中井 今のままの発想と能力では、同じ状態が続くだけでしょう。それでいいとは思いません。東大が育てられなかった創造性、先見性ある人材を輩出する大学が出て来なければなりません。しかし、それにはお金の話の前に意識改革が必要です。これは社会一般、国民意識にも当てはまると思いますが、大学の教員自らがキャッチアップ能力しかなかったことを反省できるかどうかです。
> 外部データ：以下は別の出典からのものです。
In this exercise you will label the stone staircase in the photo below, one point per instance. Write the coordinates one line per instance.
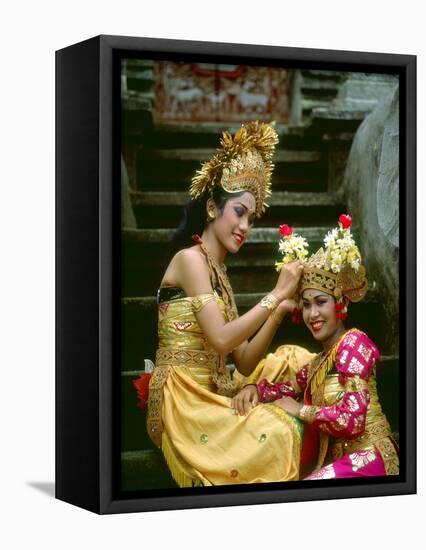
(309, 164)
 まずは安易に東大批判をする風潮をやめるべきです。批判すべき所は勿論批判すべきですが、他と比べて優れているところは素直に認めるべきでしょう。アンチ東大、なんて言っている限り永遠に東大を超えることはできません。アンチの姿勢を心地よく感じるのは、70年代までの学生運動のノリで、それは実はありがたがっていることの裏返しです。もっと独自の価値観で堂々と勝負していい。アメリカ追随の政治しか持ち得ない日本社会ではもうだめなように、一人ひとりが考え直す時期かも知れません。このまま東大一人勝ちを許し続けるようでは、日本の将来は明るくありません。
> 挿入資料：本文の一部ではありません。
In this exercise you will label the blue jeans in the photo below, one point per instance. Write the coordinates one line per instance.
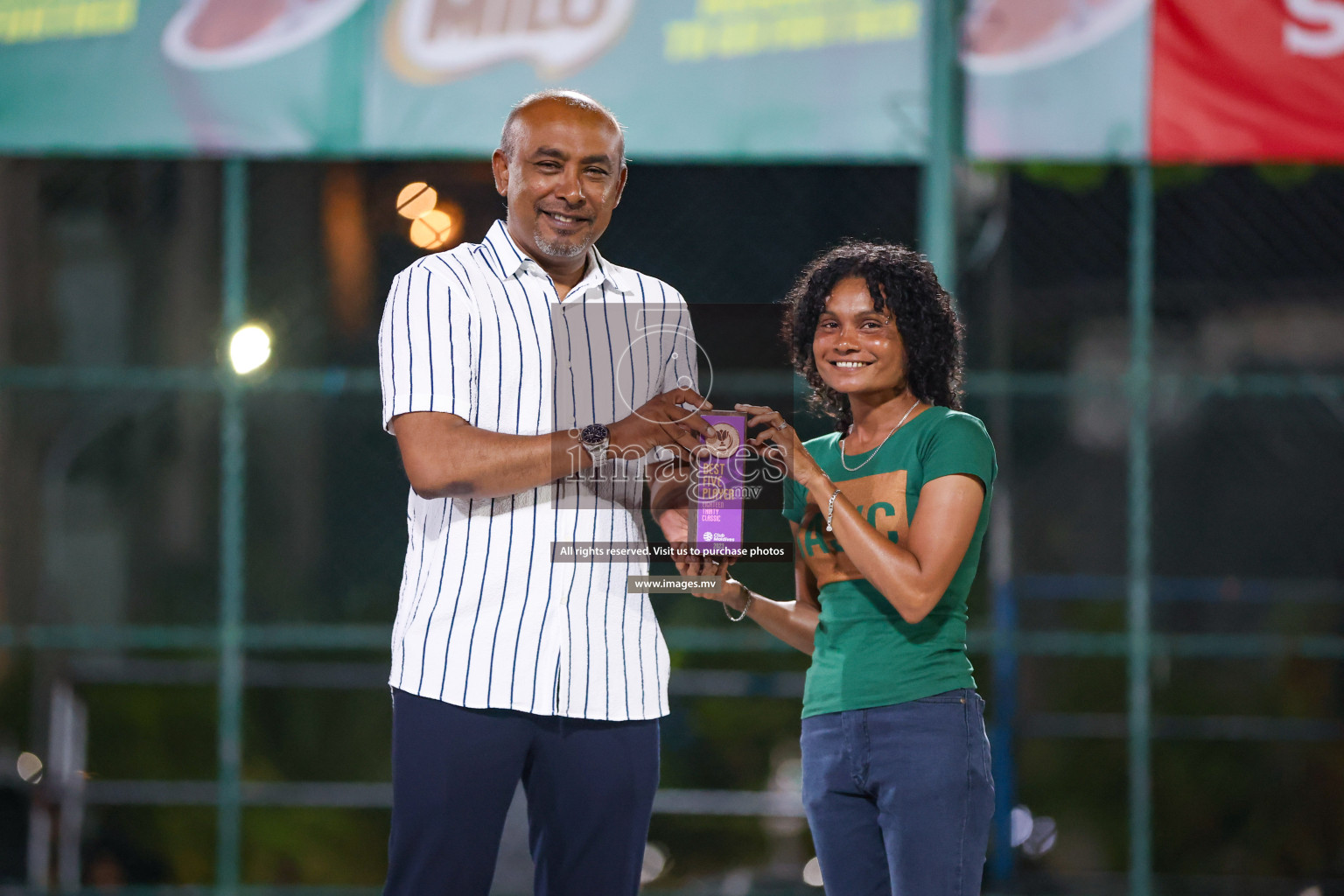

 真のエリートを教育するにはどうしたらよいのか。私の塾ではすでに4半世紀にわたり、それを実践してきました。拙著「日本語論理トレーニング」「脱マニュアル小論文」などを参考にして、是非大学の授業をチェンジしてほしいものです。

中井浩一さん プロフィール
なかい こういち 1954年生まれ。京都大文学部卒業。一般企業や大手予備校勤務の後、ドイツへ留学。1989年に国語専門塾「鶏鳴学園」を設立、現在も代表を務めている。著書に「日本語論理トレーニング」(講談社現代新書)、「脱マニュアル小論文」(大修館書店)、「大学『法人化』以降」(中公新書ラクレ)、「大学入試の戦後史」(同)など多数。

(写真キャプション)「東大はがんばってる、なんていうと文句を言われることもある」と話す中井浩一さん。中井さんは京大OBだ

4月 29

日本教育新聞の連載コラムの4回目が、4月27日に掲載されました。

 「塾」について書きました。
前回同様、日本社会の同質性、その偏った平等感(いわゆる「悪平等」)と能力主義についての論考です。

塾 見えない存在

カナダから教育学の研究者が幣塾を訪れた。ブリティッシュ・コロンビア大学のジュリアン・ディルケス助教授で、彼は「私塾」を研究しており、日本全国の大手から町塾まで数10もの私塾を訪問調査している。最近は韓国、台湾などのアジア諸国までまわっている。ジュリアンによれば、塾の存在はアジア圏に限られ西欧では例外的だという。

 確かに日本では塾の存在抜きに、教育については語れない。しかし日本では塾をテーマにした研究はほとんど存在しない。その事実にジュリアンは驚いていた。「研究上の宝の山が手つかずで放置されている。おかげで私が先駆者の栄誉を得た」と笑う。日本では塾は「見えない存在」であり、敵役としてのみ現れるのだ。

私の塾では大学のゼミのように、少人数による自由討論で授業が進む。「こうした授業は初めて見た。他はどこも、ほとんどが画一的授業形式で、学校と何が違うのかわからなかった」とジュリアンは言う。「塾では市場原理が働くはずなのに、多様性が生まれないのはなぜか」。

これらの指摘は、日本の教育、日本社会の急所を突いている。それは社会や価値観の同質性だ。多くの塾は第二の学校でしかなく、通塾とは2回学校に行くだけのことなのだ。そして、この同質性(平等性)を守るために大きな分断が生まれた。建て前と本音、平等主義と能力主義の分裂である。後者は塾や予備校が担当し、学校内では私学が引き受けている。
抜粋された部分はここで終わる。